The school foyer displays photos of all school leavers. All of them remember that for a misdeed a cross was supposed to appear on their photograph in the school gallery. Fortunately, there are no crosses and the school is proud of every graduate.

Ivan Ziaziun, director of the Pedagogical Academy’s Institute of Vocational Training Pedagogics and Psychology, told The Dayabout his meetings with Oleksandr Zakharenko: “He was a romantic and a realist at the same time. He behaved like a Don Quixote, who had learned Sancho Panza’s philosophy. He generated ideas and then implemented them himself. Oleksandr Antonovych was keenly aware of man’s need for freedom; he realized that children have to evolve in an atmosphere of freedom. It is wonderful that he was able to create such an environment in the school, where every child could feel that he was needed by his father and mother, his family, school, his village, and his people.”

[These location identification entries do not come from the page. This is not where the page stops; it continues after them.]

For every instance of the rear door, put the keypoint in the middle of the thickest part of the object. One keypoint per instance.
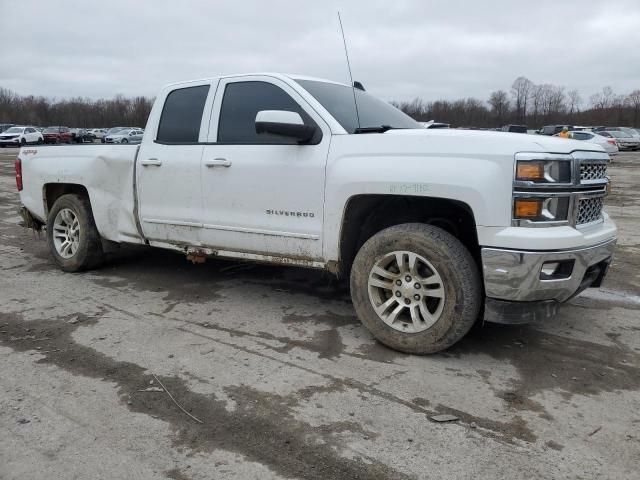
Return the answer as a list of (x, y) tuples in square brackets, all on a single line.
[(168, 169), (261, 193)]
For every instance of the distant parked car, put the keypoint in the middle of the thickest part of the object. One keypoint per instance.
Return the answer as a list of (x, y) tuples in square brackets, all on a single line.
[(80, 135), (125, 136), (625, 140), (609, 144), (631, 131), (57, 135), (98, 133), (112, 131), (553, 129), (18, 136), (515, 128)]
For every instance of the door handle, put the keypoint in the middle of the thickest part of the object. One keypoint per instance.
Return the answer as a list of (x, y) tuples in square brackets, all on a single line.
[(217, 162), (151, 162)]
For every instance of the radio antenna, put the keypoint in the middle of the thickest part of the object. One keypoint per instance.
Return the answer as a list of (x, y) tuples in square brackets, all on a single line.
[(346, 54)]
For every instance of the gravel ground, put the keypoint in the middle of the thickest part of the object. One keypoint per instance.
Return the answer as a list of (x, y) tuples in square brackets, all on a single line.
[(280, 380)]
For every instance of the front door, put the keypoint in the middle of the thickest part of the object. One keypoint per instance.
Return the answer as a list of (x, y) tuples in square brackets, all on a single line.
[(168, 169), (262, 193)]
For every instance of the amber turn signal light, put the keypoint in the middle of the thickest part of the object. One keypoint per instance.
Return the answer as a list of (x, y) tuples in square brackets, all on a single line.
[(527, 208), (530, 171)]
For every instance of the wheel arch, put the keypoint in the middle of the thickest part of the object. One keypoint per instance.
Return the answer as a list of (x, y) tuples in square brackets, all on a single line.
[(52, 191), (367, 214)]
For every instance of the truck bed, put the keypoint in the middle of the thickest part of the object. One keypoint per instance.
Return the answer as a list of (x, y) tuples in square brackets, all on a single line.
[(106, 172)]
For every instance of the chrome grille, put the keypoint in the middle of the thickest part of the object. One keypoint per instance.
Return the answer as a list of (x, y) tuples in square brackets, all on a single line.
[(592, 171), (589, 210)]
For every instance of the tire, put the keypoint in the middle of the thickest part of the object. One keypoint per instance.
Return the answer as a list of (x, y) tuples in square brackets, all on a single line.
[(453, 306), (88, 251)]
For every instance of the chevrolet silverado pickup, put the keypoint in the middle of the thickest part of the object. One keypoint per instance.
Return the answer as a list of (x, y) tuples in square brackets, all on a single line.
[(434, 228)]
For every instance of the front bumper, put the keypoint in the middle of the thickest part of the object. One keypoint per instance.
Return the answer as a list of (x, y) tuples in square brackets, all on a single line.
[(518, 292)]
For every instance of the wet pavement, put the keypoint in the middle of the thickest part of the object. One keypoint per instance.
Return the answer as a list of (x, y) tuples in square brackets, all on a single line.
[(272, 376)]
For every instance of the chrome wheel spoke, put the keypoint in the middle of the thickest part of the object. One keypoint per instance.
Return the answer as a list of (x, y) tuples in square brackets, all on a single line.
[(415, 316), (434, 292), (381, 309), (381, 272), (386, 284), (394, 313), (427, 317)]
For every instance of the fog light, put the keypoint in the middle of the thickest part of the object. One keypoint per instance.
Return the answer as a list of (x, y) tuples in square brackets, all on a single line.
[(557, 270), (527, 207), (548, 269)]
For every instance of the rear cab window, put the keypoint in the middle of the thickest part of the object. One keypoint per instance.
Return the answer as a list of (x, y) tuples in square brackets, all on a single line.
[(182, 115)]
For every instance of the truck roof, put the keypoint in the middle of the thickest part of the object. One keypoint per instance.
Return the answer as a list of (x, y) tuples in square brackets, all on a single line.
[(282, 76)]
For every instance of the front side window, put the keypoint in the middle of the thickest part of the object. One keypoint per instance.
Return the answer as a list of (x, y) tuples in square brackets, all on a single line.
[(182, 115), (372, 112), (241, 103)]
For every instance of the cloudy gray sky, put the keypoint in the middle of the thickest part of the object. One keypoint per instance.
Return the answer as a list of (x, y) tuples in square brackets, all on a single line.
[(399, 49)]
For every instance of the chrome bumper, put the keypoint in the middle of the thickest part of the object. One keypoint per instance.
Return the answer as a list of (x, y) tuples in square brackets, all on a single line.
[(517, 290)]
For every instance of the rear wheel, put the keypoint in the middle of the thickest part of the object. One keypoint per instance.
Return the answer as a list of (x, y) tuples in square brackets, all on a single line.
[(72, 235), (416, 288)]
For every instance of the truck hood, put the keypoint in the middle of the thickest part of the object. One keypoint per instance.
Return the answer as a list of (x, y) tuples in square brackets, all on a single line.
[(496, 142)]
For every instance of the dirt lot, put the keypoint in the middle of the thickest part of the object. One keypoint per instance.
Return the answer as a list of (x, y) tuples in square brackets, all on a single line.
[(285, 383)]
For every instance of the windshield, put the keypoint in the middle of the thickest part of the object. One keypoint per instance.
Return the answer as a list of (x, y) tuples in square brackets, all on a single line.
[(338, 100), (617, 134)]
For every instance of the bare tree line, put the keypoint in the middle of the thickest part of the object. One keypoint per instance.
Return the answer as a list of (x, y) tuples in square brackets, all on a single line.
[(526, 103), (532, 105), (73, 112)]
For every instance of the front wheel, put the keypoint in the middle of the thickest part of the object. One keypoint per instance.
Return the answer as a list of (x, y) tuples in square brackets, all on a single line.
[(72, 235), (416, 288)]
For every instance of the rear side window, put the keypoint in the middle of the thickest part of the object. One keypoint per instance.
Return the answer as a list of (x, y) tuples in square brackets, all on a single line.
[(240, 105), (182, 115)]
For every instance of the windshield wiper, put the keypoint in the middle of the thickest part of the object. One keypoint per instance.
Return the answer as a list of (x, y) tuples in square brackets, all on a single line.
[(380, 129)]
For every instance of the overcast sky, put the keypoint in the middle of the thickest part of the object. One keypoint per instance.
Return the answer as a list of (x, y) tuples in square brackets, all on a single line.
[(399, 49)]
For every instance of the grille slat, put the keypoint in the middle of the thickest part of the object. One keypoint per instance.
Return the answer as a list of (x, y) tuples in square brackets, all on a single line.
[(592, 171), (589, 210)]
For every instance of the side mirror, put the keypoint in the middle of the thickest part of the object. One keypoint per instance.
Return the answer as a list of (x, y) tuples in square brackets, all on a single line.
[(284, 123)]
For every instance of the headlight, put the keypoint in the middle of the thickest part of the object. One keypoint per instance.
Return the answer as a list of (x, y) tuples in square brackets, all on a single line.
[(543, 171), (541, 208)]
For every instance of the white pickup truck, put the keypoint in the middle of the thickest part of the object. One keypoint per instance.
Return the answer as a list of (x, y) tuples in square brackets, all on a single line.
[(435, 228)]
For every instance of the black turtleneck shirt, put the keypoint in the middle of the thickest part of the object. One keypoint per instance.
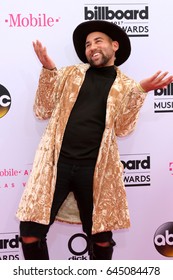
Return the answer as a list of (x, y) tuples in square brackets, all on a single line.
[(86, 123)]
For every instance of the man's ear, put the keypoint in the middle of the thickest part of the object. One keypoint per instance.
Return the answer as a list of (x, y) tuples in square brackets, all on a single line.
[(115, 45)]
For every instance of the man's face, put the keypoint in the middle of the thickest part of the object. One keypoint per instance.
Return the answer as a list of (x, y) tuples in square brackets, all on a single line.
[(100, 49)]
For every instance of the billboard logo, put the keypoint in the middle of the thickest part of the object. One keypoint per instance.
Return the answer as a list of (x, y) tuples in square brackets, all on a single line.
[(163, 239), (163, 99), (5, 101), (136, 170), (132, 18)]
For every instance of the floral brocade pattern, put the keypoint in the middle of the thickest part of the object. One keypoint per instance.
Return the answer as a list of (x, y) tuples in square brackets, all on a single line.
[(55, 97)]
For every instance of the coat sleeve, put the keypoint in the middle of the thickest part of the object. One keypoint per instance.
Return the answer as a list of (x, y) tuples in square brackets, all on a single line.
[(49, 91), (131, 102)]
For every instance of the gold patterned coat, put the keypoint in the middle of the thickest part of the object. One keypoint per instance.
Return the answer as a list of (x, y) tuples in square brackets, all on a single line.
[(56, 94)]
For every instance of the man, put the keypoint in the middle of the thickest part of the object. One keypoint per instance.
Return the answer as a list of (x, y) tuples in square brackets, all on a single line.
[(77, 172)]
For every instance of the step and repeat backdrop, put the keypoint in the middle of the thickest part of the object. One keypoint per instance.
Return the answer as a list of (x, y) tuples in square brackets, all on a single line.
[(147, 154)]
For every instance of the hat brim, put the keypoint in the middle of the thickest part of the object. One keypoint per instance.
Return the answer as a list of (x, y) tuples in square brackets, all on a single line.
[(115, 32)]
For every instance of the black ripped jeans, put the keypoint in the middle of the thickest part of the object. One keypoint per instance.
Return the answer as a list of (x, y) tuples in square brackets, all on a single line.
[(76, 178)]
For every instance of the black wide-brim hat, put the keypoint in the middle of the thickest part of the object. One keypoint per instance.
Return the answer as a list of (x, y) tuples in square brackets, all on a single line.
[(115, 32)]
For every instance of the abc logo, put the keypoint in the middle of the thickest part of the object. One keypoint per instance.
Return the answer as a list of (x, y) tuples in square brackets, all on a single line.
[(163, 239), (78, 253), (5, 101)]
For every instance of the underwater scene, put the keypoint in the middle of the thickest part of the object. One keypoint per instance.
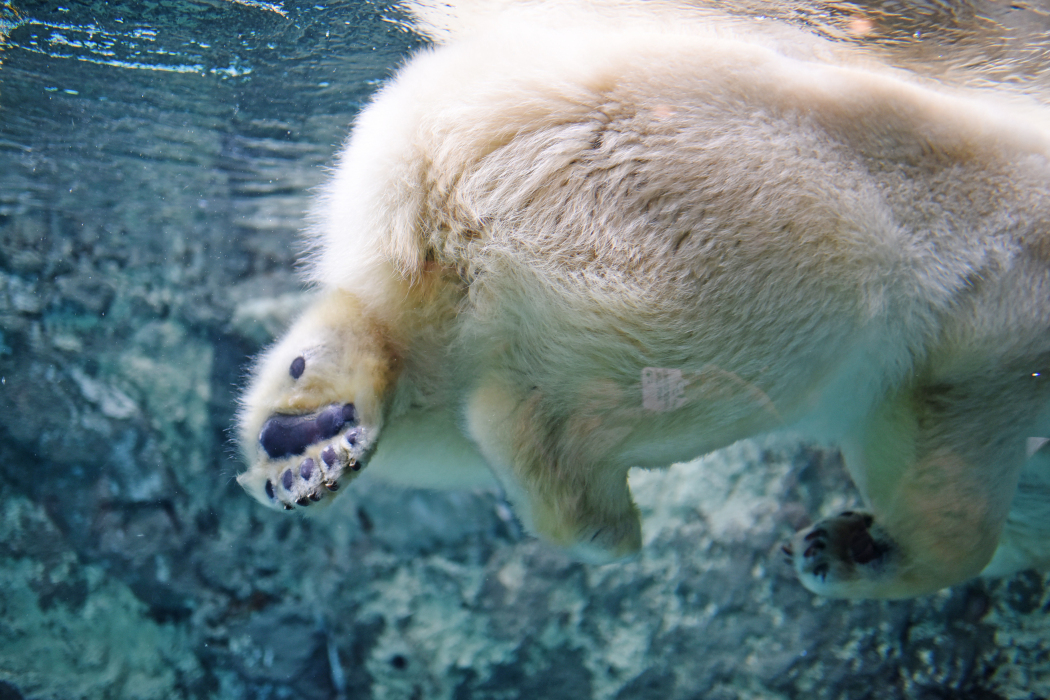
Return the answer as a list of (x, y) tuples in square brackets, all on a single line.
[(159, 161)]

Ziaziun recalls that he one summer he made an impromptu visit to Sakhnivka. When he drove up to the school, he found himself in a greenhouse; the number of blooming flowers was overwhelming. Three children ran up to say the principal wasn’t on the school grounds and that they were in charge of meeting all the guests and showing them the school, the museum, and the health complex. The children turned out to be efficient guides. Their comments were surprisingly adult-like. They seemed to know how things should be done in life and the way to live. “I saw children prepared to live independently,” notes Ziaziun.

The noted pedagogue’s experience is being carefully studied by scholars and teachers at many Ukrainian schools. The most valuable aspect of his pedagogical legacy, experts point out, is that he did not focus exclusively on educating children. Rather, he created an environment that constantly and unobtrusively influenced every pupil’s individuality.